「低レベルで残念だ」文在寅批判ににじむ北朝鮮のホンネ
韓国統一省の金銀漢(キム・ウンハン)副報道官は16日の定例会見で、北朝鮮の対韓国機関である祖国平和統一委員会が報道官談話で文在寅(ムン・ジェイン)韓国大統領の15日の演説を激しく非難したことについて、「南北首脳間で合意した板門店宣言や平壌共同宣言の精神に合致しないだけでなく、南北関係の発展にも全く役立たない」と反発した。
北朝鮮側の談話は、文在寅氏が演説で朝鮮半島の平和構築などを訴えたことを非難し、「(韓国当局者と)これ以上話すこともないし、再び対座する考えもない」と宣言。さらには文氏のことを「まれに見る図々しい人だ」などとして、辛辣に批判した。
韓国側はこれまで、北朝鮮からのこうした非難に対して、あくまで対話で解決するという原則的なコメントに終始していたのだが、さすがに大統領を「個人攻撃」されたとあって、言い返さざるを得なくなったのだろう。
しかし実際のところ、韓国側のこうした「ソフトな対応」が、北朝鮮を増長させてきた部分も否定できない。

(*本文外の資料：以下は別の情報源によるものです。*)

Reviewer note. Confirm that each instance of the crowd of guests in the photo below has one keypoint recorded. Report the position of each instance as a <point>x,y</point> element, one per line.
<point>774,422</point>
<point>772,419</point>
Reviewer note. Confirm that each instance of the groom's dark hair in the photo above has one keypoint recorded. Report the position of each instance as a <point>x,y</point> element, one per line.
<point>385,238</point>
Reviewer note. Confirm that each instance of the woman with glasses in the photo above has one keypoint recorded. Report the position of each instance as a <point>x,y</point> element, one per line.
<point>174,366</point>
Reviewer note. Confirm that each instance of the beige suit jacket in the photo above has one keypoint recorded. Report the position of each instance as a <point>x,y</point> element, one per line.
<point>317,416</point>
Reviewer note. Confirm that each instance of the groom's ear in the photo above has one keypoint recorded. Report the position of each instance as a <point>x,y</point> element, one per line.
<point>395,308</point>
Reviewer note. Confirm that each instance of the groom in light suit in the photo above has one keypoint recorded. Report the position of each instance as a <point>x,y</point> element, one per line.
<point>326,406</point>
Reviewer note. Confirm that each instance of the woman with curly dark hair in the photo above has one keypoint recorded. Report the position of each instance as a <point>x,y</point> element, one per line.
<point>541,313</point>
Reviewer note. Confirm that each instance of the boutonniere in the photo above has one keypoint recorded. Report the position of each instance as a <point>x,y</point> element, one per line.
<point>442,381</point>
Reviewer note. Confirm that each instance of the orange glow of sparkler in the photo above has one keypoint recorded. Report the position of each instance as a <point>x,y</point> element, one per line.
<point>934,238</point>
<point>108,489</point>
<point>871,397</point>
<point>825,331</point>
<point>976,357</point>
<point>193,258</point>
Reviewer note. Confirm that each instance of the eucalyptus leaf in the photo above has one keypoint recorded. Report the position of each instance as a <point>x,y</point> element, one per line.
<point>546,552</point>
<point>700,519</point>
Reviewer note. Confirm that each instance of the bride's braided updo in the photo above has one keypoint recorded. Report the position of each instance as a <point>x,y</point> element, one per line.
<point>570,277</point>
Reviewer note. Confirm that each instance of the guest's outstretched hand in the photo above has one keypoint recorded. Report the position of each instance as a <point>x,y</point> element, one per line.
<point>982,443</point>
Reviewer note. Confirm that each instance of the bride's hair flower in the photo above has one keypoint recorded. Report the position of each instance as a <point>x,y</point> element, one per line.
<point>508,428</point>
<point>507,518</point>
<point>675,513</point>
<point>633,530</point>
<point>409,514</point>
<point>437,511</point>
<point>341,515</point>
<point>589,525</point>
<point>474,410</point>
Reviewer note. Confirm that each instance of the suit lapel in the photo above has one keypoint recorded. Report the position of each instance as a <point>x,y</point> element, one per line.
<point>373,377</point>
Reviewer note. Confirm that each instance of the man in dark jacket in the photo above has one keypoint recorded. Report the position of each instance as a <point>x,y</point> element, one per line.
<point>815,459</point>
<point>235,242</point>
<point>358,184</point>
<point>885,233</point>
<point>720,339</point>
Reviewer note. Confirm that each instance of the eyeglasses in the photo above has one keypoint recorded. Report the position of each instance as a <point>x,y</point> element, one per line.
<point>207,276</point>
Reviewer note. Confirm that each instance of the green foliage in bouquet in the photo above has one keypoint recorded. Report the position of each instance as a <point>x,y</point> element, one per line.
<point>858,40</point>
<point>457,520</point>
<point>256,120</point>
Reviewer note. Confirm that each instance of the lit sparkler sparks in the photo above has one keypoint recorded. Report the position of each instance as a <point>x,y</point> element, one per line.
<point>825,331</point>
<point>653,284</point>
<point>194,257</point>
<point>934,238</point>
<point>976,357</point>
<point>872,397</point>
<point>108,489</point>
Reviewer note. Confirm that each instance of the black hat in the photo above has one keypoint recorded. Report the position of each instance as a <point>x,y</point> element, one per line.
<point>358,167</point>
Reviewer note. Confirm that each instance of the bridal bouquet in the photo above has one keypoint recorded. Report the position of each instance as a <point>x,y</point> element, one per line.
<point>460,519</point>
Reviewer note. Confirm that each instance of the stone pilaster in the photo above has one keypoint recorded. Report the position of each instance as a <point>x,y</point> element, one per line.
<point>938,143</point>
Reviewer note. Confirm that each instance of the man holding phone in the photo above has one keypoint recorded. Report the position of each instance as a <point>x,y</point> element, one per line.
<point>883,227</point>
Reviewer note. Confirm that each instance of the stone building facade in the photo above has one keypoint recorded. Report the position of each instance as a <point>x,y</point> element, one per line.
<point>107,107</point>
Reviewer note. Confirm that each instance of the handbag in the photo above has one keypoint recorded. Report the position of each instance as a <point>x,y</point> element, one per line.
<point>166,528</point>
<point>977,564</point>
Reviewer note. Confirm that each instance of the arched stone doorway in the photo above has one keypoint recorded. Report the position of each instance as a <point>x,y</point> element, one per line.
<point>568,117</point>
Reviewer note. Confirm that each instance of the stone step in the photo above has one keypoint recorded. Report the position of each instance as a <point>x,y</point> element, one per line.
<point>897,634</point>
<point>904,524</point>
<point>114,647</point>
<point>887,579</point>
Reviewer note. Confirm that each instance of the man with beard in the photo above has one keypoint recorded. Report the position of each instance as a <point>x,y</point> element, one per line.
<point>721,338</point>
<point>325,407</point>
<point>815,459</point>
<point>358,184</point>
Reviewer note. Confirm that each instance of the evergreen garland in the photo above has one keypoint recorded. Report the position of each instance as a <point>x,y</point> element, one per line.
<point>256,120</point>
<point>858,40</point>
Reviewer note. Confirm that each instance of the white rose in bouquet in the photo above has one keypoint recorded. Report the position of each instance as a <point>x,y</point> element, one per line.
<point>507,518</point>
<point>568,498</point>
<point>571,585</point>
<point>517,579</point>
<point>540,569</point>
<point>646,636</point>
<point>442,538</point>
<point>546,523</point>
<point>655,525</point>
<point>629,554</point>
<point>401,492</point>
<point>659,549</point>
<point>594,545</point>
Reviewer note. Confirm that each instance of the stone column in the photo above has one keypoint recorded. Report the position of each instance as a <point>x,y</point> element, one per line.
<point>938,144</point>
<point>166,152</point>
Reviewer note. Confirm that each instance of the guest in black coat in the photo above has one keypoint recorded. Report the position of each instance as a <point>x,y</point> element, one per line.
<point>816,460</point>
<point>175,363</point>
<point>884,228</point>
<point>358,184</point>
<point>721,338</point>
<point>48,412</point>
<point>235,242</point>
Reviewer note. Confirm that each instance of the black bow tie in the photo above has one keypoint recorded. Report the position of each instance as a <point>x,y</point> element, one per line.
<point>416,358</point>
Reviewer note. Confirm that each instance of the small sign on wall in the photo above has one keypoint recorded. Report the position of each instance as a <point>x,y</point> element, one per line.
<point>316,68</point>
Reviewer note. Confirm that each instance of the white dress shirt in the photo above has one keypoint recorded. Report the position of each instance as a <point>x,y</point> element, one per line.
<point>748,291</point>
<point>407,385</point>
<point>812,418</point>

例えば、北朝鮮が11日に発表した外務省局長の談話は、短距離弾道ミサイル発射を韓国が非難したことを巡り、次のように言っている。
「普通の時でもなく、われわれに反対する戦争演習を公然と行っている渦中でわれわれを痛罵しようと自分の方からむしろ奔走していることこそ、盗人猛々しい、図々しい振る舞いだと言わざるを得ない。
われわれの相手がこれ程に低レベルなことが残念だ。(中略)
軍事演習での概念的な敵が明白にわれわれとなっている状況で、今後、そのような軍事演習をあらかじめ中止するか、軍事演習を行ったことに対してせめてもっともらしい弁解や解明でも誠意をこめてする前には、北南間の接触自体が難しいということを考えなければならない」
北朝鮮が言いたいのはつまり、「南北合意を踏みにじってまで米韓合同軍事演習をしやがって。そのうえこちらの自衛権を否定するとはどういうことか。自分を正当化できるなら何か言ってみろ」ということだ。これは見方によっては、韓国に対して「論戦」を挑んでいるのだとも言える。
しかし韓国側は、木で鼻をくくったようなコメントを出すだけで、説得力とインパクトのある主張は何も出していない。この点が、トランプ米大統領とは圧倒的に違う。
結局のところ、文在寅政権は「統一の未来」を語りつつ、そこへ至る現実的かつ論理的な戦略など持ち合わせていないのだ。あるいは、北朝鮮が論戦を挑んでいること自体に気づかなかったか、このいずれかだろう。